O que está acontecendo neste momento é importante e grave demais para ser reduzido a apenas alguns lances a mais da disputa entre a esquerda e a direita que tem marcado a política brasileira nos últimos anos. O problema, porém, é que pouca gente parece preocupada com os efeitos do contencioso desencadeado pela decisão do presidente Donald Trump de taxar em 50% os produtos brasileiros importados pelos Estados Unidos, anunciada na quarta-feira da semana retrasada.
Isso mesmo. As consequências econômicas das medidas têm recebido menos atenção do que a efervescência política em torno delas. E muita gente, dentro e fora do próprio governo, se limita a enxergar essa crise apenas por seus possíveis efeitos nas eleições do ano que vem. Essas pessoas, porém, deveriam estar atentas ao riscos que essa crise traz de inibir investimentos, conter o crescimento, causar desemprego, provocar evasão de divisas e estimular a inflação.
Auxiliares próximos do presidente Luiz Inácio Lula da Silva trataram a revogação dos vistos dos ministros do STF como se tudo não passasse de uma ingerência do governo americano em assuntos internos — e estudam as medidas que podem ser tomadas em resposta. Cada ação de um lado é respondida com uma reação do outro — e essa reação deixa a solução ainda mais distante.
No que se refere especificamente ao Brasil, que é o lado que nos interessa neste momento, o assunto mexeu com o brio das autoridades. E foi recebido em Brasília como um empurrão capaz de estimular a popularidade do presidente. O próprio Lula reagiu à situação, como ele mesmo afirmou na quarta-feira passada, com o espírito de um jogador de truco. A essência desse jogo é desafiar sempre o adversário e forçá-lo a revelar o que ele tem nas mãos.
Lula reagiu à taxação e às menções feitas por Trump ao tratamento que o ex-presidente Jair Bolsonaro vem recebendo da Justiça brasileira como se tudo se resumisse a uma agressão à soberania nacional. E disse que 'não é um gringo que vai dar ordens a este presidente'. Do lado Norte da Linha do Equador, governo Trump também reagiu a seu feitio: com o nariz empinado de um jogador de pôquer que tem um straight flush nas mãos e espera o adversário aumentar a aposta para mostrar suas cartas.

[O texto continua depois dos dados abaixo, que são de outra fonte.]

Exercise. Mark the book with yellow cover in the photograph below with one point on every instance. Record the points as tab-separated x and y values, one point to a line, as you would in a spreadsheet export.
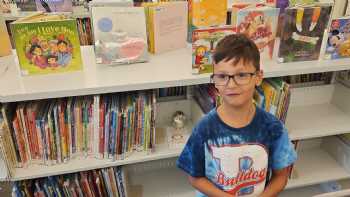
166	25
47	43
5	48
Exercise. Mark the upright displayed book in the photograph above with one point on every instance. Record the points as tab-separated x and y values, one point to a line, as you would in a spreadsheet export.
54	5
206	13
5	48
203	44
302	32
259	23
166	25
338	42
120	35
47	44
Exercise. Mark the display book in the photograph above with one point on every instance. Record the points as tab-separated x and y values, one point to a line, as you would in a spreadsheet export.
120	34
166	25
52	132
47	43
302	32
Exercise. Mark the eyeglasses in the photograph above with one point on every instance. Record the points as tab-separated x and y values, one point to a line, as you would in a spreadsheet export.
239	78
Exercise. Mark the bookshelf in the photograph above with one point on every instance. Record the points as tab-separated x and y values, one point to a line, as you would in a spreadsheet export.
164	70
326	109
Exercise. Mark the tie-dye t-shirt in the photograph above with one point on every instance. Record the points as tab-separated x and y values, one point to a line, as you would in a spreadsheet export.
237	160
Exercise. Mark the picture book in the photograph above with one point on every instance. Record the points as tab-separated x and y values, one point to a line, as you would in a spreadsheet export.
260	25
167	26
338	42
203	44
26	5
5	48
47	44
120	35
54	5
206	13
302	33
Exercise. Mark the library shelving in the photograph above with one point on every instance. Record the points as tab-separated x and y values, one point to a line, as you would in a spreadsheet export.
314	113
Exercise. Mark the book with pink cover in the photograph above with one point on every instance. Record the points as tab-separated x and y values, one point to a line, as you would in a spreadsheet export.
170	26
54	5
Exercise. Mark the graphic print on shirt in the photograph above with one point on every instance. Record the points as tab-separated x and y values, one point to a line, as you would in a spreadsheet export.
238	169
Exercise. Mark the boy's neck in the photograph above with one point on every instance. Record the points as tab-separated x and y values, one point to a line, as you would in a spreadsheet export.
237	117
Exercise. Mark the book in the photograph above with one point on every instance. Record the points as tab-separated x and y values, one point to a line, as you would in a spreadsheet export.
6	48
338	42
47	44
120	35
203	44
54	5
167	26
302	33
205	14
260	25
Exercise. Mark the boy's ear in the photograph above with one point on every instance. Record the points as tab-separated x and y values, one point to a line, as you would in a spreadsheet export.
259	77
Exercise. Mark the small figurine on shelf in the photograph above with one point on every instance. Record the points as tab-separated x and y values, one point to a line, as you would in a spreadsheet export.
177	134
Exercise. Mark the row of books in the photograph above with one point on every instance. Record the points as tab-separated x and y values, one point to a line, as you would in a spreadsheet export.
273	96
107	182
309	79
85	31
49	132
172	91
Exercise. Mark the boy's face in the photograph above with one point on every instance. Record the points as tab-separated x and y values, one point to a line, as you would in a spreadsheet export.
237	95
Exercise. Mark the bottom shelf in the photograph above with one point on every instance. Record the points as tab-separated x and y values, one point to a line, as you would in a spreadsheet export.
158	179
315	190
316	166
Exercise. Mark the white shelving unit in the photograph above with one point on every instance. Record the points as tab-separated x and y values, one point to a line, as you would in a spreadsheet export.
314	112
164	70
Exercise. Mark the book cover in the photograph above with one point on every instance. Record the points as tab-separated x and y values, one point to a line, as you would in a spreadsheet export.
302	33
47	47
120	35
208	13
203	44
54	5
5	48
338	42
169	26
260	25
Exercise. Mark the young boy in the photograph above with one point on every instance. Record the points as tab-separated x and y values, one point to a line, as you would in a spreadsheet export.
233	149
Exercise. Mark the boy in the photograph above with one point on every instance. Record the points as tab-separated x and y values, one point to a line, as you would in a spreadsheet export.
234	147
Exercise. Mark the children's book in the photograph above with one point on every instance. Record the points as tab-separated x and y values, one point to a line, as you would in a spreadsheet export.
5	48
259	24
205	14
167	26
338	42
203	44
26	5
54	5
120	35
47	44
302	33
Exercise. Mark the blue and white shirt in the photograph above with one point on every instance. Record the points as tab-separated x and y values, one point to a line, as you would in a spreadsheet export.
237	160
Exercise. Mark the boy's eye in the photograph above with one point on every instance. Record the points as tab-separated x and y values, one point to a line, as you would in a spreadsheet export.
221	76
243	75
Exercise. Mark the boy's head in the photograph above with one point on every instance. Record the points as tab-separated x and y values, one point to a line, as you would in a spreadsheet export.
236	70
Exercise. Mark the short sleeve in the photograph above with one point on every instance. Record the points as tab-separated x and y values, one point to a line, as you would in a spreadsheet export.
191	159
282	152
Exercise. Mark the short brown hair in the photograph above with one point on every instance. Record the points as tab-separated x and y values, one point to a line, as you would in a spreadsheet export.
237	46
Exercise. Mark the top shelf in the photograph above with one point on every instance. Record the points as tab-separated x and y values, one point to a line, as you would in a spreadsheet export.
164	70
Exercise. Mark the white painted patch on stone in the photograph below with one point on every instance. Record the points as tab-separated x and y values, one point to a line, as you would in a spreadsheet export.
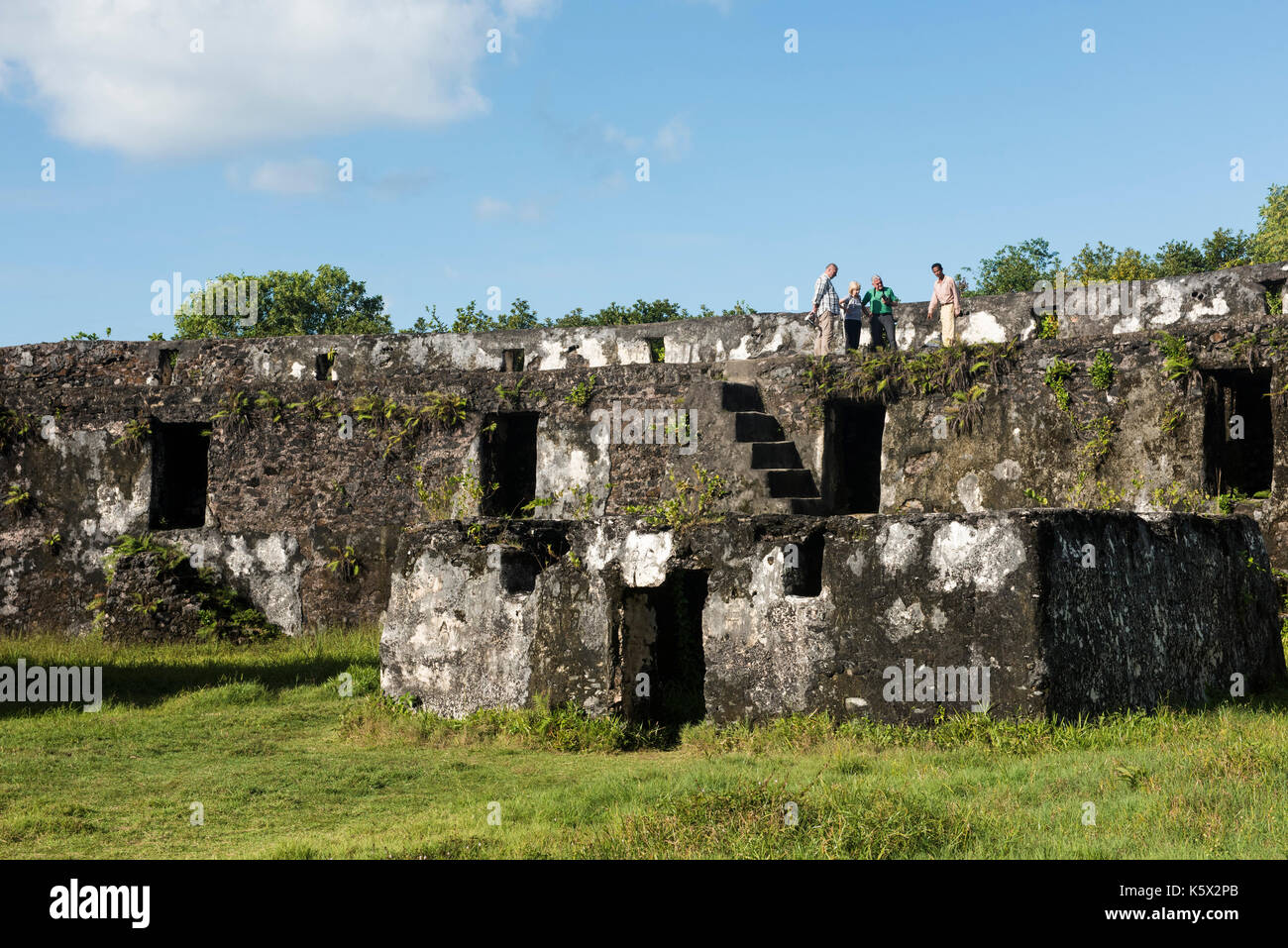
982	556
983	327
903	620
900	544
969	493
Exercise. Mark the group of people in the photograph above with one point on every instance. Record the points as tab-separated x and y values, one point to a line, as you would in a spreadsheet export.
877	305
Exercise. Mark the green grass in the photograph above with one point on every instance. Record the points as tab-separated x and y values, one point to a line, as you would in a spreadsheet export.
286	767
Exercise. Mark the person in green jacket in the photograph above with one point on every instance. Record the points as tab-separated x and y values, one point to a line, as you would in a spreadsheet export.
880	303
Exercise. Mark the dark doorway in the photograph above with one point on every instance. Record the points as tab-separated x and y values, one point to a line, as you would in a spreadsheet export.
179	475
166	361
1237	433
851	456
509	455
662	639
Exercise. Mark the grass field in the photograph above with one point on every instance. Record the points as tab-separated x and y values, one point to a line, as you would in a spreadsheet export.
286	767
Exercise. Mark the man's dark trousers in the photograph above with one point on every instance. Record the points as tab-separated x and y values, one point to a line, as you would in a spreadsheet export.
879	325
853	327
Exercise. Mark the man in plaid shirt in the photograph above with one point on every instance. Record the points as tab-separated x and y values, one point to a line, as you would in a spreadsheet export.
824	298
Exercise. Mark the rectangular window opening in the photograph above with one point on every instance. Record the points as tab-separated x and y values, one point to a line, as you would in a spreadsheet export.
509	459
803	567
661	639
518	572
180	455
166	361
1237	432
851	456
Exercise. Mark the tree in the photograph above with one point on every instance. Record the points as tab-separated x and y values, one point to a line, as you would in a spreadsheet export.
616	314
1093	264
1227	249
290	304
1017	268
1132	264
1270	243
1177	258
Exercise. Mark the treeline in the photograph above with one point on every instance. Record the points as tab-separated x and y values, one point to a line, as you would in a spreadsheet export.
1017	268
331	303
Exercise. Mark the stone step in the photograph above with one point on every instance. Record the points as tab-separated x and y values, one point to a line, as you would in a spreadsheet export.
739	397
794	483
755	425
774	454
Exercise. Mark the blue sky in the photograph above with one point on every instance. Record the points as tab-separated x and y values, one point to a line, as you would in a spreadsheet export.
516	168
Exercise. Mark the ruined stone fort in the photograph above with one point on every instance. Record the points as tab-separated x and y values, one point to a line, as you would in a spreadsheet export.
692	519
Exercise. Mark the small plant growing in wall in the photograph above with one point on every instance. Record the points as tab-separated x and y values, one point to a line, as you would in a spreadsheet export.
456	496
1179	363
581	393
694	502
270	404
1056	377
1228	501
16	427
136	433
346	565
236	410
18	498
967	407
514	393
1103	369
537	504
1172	419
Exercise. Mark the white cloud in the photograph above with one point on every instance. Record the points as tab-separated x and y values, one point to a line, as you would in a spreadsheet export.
301	176
673	140
724	7
494	209
121	76
616	137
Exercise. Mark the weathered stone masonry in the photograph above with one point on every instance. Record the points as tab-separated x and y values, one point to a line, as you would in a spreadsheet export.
115	436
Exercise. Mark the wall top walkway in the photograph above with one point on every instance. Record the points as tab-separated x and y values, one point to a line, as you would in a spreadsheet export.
1106	309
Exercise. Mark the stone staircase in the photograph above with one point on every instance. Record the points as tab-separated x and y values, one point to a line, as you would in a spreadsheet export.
772	455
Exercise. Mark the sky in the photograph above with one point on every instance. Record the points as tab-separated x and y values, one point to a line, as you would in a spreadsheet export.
896	136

Na quinta-feira, a porta-voz da Casa Branca, Karoline Leavitt, comentou, a pedido de um jornalista brasileiro, uma declaração de Lula. Mais cedo, o presidente havia dito à emissora CNN internacional que Trump não foi eleito para ser o imperador do mundo. Segundo a porta-voz, Trump não é um imperador. É um presidente forte e já provocou uma grande mudança no mercado global. 'Ele é o líder do mundo livre'.
Independentemente do que um governo diga ou do que o outro deixe de dizer, a questão é séria e as inevitáveis consequências econômicas da crise precisam ser trazidas para o primeiro plano. Nada indica que haverá no curto prazo qualquer alívio na guerra tributária que, neste momento, ameaça a estabilidade da economia brasileira. Tarifas de 50% são altas o suficiente para produzir estragos.
Não é o caso, portanto, de aplaudir Trump nem de criticar Lula pelo rumo o debate. Também não é o caso de se fazer o contrário; ou seja, aplaudir Lula e espezinhar Trump..."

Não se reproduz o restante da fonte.